Being the third child born, Ursula is like baby bear. Her mother observes, "Ursula didn't think too much, the way Pamela sometimes did, nor did she think too little, as was Maurice's wont" (4.78). Ursula is the little baby bear here. Just like baby bear's porridge and bed were just right for Goldilocks, Ursula is just right for her mother… at least while she's a child.
Some of Ursula's lives are more eventful than others, turning into early-20th-century soap operas dripping in social commentary. In one of the most tragic of her lives (and considering she dies about four times in the London Blitz, this is saying a lot), Ursula is raped by one of her brother's friends.
Howard S. Landsdowne III, which is a name that just screams entitled, kisses Ursula forcefully in the woods, then later, he rapes her on the stairs. It's her first sexual encounter (in any of her lives, as far as we can tell) and it scars her greatly for the rest of this life. Whenever she feels attracted to a man, a post-traumatic fear bubbles to the surface. Plus, she has to carry around the shame she feels with her forever.

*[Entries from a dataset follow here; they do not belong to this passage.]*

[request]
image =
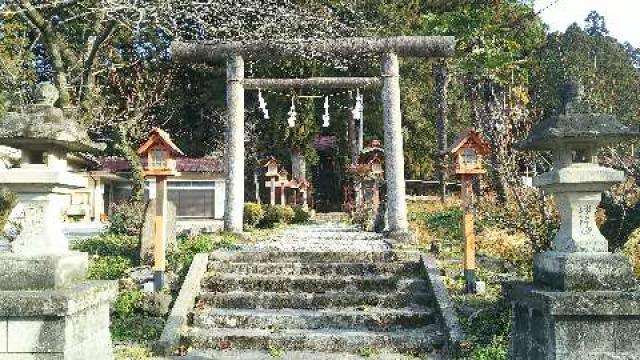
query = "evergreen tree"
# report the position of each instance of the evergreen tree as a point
(595, 24)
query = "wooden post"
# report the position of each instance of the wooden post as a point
(283, 199)
(469, 234)
(393, 148)
(305, 204)
(160, 234)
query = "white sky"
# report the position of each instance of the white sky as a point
(622, 16)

It doesn't help that her mother, the queen of victim-shaming, "blame[s] her entirely" (20.334). Ursula has to have an abortion, quit university, and go to secretarial college, where the teacher there touches the women while they're blindfolded, leading Ursula to wonder, "was it something in her that attracted this kind of attention?" (20.375). Thanks for the shame, Mom.

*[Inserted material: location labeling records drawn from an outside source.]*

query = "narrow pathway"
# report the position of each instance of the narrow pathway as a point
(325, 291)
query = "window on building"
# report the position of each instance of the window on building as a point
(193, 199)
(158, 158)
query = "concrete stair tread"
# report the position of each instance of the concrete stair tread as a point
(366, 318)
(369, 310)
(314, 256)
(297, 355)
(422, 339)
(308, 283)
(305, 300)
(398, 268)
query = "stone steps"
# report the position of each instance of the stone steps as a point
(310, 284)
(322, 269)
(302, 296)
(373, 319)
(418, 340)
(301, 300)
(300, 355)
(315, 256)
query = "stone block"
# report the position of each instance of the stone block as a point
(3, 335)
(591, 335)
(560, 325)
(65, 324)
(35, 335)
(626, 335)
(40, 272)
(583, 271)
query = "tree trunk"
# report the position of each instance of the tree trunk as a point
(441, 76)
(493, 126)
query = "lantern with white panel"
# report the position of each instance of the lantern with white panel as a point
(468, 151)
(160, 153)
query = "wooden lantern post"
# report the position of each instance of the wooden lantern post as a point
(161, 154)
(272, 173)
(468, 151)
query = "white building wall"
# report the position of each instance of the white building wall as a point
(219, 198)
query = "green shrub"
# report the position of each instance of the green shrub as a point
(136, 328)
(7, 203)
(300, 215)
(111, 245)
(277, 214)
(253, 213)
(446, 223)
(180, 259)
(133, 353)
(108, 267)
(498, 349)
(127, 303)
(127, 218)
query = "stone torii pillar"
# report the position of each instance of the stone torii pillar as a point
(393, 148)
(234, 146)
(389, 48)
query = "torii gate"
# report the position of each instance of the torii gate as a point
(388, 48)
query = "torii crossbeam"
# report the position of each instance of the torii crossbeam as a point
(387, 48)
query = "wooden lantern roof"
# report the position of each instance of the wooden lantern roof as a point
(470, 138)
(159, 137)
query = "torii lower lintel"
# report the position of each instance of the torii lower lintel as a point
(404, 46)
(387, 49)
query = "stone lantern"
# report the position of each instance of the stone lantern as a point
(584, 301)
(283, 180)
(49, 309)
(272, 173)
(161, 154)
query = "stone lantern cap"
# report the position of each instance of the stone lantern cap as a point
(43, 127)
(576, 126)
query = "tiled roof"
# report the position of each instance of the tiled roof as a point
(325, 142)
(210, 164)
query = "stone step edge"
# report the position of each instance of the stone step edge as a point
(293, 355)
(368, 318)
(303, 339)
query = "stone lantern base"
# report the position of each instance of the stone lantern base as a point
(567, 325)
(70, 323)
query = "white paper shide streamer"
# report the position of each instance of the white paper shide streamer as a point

Ursula later becomes an alcoholic to cope with these feelings and marries Derek, a man who abuses and eventually murders her. She's as much a victim of the times, an era where a woman's virtue is everything, as she is a victim of these terrible men.
The more Ursula starts experiencing déjà vu of her past lives, the more she starts trying to fix things, as though her life is an ever-evolving puzzle. She likes solving crosswords (totally up her alley) and studying foreign languages, like German. In one timeline, her interest in repairs leads to her creating a family for herself, the only time she has a child of her own.
In Germany, Ursula falls in love with a man named Jürgen Fuchs, and they have a daughter, Frieda. It feels like it's Ursula's fate to be a mother—while she always doted on Teddy, her younger brother, now she finally has her own flesh and blood to take care of. And, like the mama bear she is, she'll do anything to protect her: "Ursula would be willing to walk on knives for the rest of her life if it would protect Frieda. Burn in the flames of hell to save her" (24.96). True love.
However, as World War II goes into full swing, and Ursula's husband is killed, it becomes impossible for her to protect Frieda. She makes one of her most difficult decisions when she decides to give her sick daughter a pill to kill her, and then to kill herself.
This murder-suicide might be the most traumatic event of the whole book, and it changes Ursula forever: "She knew something had cracked and broken and the order of things had changed" (34.241). With Ursula's need to protect her loved ones at all costs, it's just too much for her to have to do this to her own daughter, and she never has kids again.